Cédric Metge : Tout est parti d’une activité en seconde. J’avais lancé mes élèves dans un travail sur les objectifs du développement durable, en proposant de construire des actions de sensibilisation au sein de l’établissement. Une dynamique est née, dans le contexte des Marches pour le climat : on s’est demandé comment sensibiliser les élèves du lycée sur ces questions, quelles actions à l’échelle locale, comment réduire l’empreinte carbone, défendre la biodiversité…
Edwige Pujol : Le projet a pris vraiment corps quand un élève, Yannis, a proposé de mener un projet en dehors des cours. M. Cros, le proviseur, a adhéré pleinement à ce projet.
C. M. : Oui, et on a voté au conseil d’administration vingt actions sur l’année afin de devenir un lycée écoresponsable. Les élèves se sont alors réunis par petits groupes, avec des réunions régulières pour rendre effectif le projet.
E. P. : Cela concerne un noyau dur d’une dizaine d’élèves, mais lorsqu’on organise un événement, de nombreuses personnes sont impliquées, par exemple lors de la plantation d’arbres. Dans ce projet, il s’agissait de planter une soixantaine d’arbustes autour du terrain de sport avec le soutien de l’association Arbres et paysages. L’idée est de laisser pousser ces arbres et de créer une zone de « couloir pour la biodiversité » que nous observons, (dans laquelle on n’a rien planté, tout est venu naturellement.
C. M. : On a ensuite pensé qu’on pouvait partager ces actions à l’extérieur et on a créé le site « Lycées en transition ».
E. P. : L’objet de ce site est de recenser des actions dans les établissements scolaires.
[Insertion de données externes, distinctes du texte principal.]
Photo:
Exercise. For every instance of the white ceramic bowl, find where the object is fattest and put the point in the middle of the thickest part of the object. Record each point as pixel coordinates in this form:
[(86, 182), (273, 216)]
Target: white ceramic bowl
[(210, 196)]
Un forum et des discussions sur un groupe WhatsApp permettent des échanges réguliers. On organise aussi des webinaires, avec par exemple des membres du GIEC (Groupe d’experts intergouvernemental sur l’évolution du climat) comme Jean Jouzel. Actuellement, on a une quarantaine d’établissements inscrits, dont un en Équateur et l’autre au Maroc, et quelques collèges.
E. P. : On a essayé de contacter des collèges proches au moins pour les sensibiliser. Même si c’est moins facile pour des élèves plus jeunes de monter des projets.
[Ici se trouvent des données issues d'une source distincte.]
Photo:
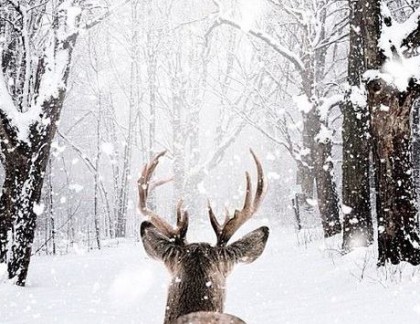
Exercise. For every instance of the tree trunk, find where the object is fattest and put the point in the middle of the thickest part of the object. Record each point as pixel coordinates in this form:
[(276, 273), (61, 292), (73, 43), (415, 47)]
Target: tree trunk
[(398, 235), (357, 219), (24, 176), (321, 167)]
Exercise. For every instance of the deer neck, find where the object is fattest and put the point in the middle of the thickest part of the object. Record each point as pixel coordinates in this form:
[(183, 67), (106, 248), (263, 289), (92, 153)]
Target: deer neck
[(194, 293)]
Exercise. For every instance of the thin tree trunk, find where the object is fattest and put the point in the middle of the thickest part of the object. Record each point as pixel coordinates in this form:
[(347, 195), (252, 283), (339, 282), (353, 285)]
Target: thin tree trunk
[(357, 219)]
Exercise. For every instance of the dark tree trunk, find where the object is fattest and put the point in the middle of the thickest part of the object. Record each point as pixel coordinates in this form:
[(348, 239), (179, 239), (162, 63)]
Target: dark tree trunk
[(390, 111), (25, 165), (24, 176), (357, 219)]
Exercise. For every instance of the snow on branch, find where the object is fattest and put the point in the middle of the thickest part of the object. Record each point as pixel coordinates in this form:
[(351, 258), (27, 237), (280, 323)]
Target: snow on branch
[(17, 120), (270, 41), (398, 41)]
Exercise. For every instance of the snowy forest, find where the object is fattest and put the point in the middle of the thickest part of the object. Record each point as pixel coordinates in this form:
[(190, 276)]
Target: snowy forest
[(125, 123)]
C. M. : En fait, ça nous a permis de mieux communiquer à distance et de réfléchir ensemble. On a à cette occasion construit un « kit de démarrage » pour lancer un projet, les étapes à suivre, les moyens de surmonter les difficultés et obstacles.
E. P. : Ce qu’on veut montrer aux élèves, c’est comment mener un projet de A à Z sans oublier de communiquer sur le résultat ou de discuter préalablement avec les personnes concernées.
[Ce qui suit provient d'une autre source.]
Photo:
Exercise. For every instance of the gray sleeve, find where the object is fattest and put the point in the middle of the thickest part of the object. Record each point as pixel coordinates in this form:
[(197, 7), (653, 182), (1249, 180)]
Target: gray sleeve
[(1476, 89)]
C. M. : Et aussi de montrer ce que peut être une pédagogie du projet, partant des élèves et de leurs motivations.
C. M. : Cela s’inscrit dans un apprentissage de l’esprit critique. Ce n’est pas pour rien que nous faisons intervenir des experts. Nous espérons prochainement pouvoir faire une visioconférence avec Valérie Masson-Delmotte et rendre compte du dernier rapport du GIEC. On a la chance à Toulouse d’avoir des chercheurs qui ont participé à ce rapport et qui peuvent intervenir. On a l’ambition de le faire connaitre à un maximum d’élèves.
E. P. : J’ajoute que rencontrer des spécialistes est aussi une approche pour penser l’après-lycée, c’est une ouverture vers le supérieur et les métiers liés à la transition écologique.
C. M. : Et pendant les webinaires, les lycéens s’expriment, posent des questions. Ce n’est nullement passif et descendant.
C. M. : C’est une idée de Yannis (dont on a parlé au début de l’interview) de mettre en place une « certification climat », validée par des scientifiques, un peu à l’image de Pix en informatique.
C. M. : Dans l’établissement, par exemple, une section bilangue SVT-Anglais a été lancée. On se pose la question d’un parcours DNL (sciences de la durabilité), qui se déroulerait sur les trois ans, avec un accompagnement des Savanturiers. Il y aurait trois groupes : un sur les données brutes, un autre sur les mécanismes d’atténuation, un troisième sur les solutions, avec une participation de diverses disciplines dont la géographie. Cette matière s’implique elle aussi de plus en plus au lycée.
E. P. : Là, nous travaillons surtout sur le plan local. Ainsi, avant de faire notre plantation autour du stade, nous avons fait venir un botaniste du Muséum de Toulouse qui nous a parlé des diverses manières de développer cette biodiversité. Il est d’ailleurs revenu en mai lors de la journée banalisée « de la citoyenneté » où de nombreux spécialistes viennent à la rencontre des élèves, sous forme d’ateliers.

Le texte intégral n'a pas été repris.